A year ago, on a dark, cold and rainy night, a group of 14 refugees who had fled political persecution in the Congo arrived at their new homes in Mission.
The travellers, while all related, make up three family units.
They endured a 26-hour series of flights and arrived to find a welcoming committee that had been working for half a year to provide them with safe, cozy homes in their new homeland.
Three churches in Mission had stepped up to become private sponsors, in partnership with the federal government.
Four other churches committed financial support and dozens of community groups and private citizens added their assistance.

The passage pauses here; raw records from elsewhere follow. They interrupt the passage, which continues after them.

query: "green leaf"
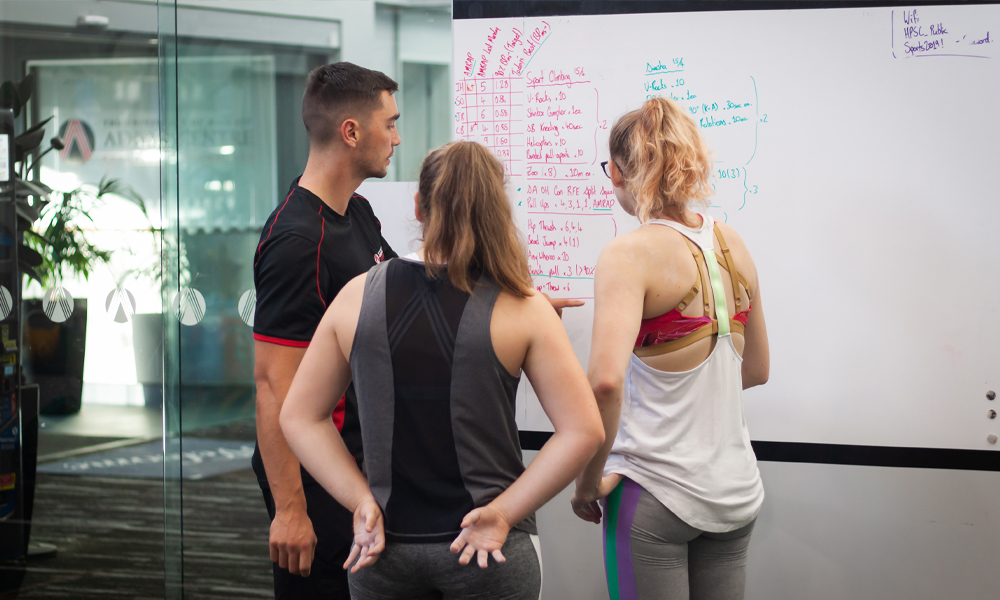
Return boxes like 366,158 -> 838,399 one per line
24,228 -> 51,245
0,81 -> 21,116
19,264 -> 42,283
18,243 -> 43,268
17,216 -> 35,236
15,199 -> 41,223
19,115 -> 53,140
14,178 -> 52,200
15,128 -> 46,162
96,175 -> 113,196
16,73 -> 35,106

Now, a year later, eight of the children are attending school and three of the adult men have full-time jobs.
There have also been part-time opportunities for the other school-age sons, and the women have found ways to contribute to the family income with opportunities that have been offered to them.
They have discovered new foods, are taking classes to learn a new language, and have survived the worst winter weather in decades.
A celebration of the one-year anniversary was held at Cedar Valley Mennonite Church in March with a luncheon and the presentation of a used seven-passenger van that was donated by Pioneer Motors.
Other donations from the community have also been generous, including clothing, food, household furnishings and recreational opportunities.
Cedar Valley raised more money than was necessary for the basic needs of the newcomers and will be using the excess to purchase driving lessons.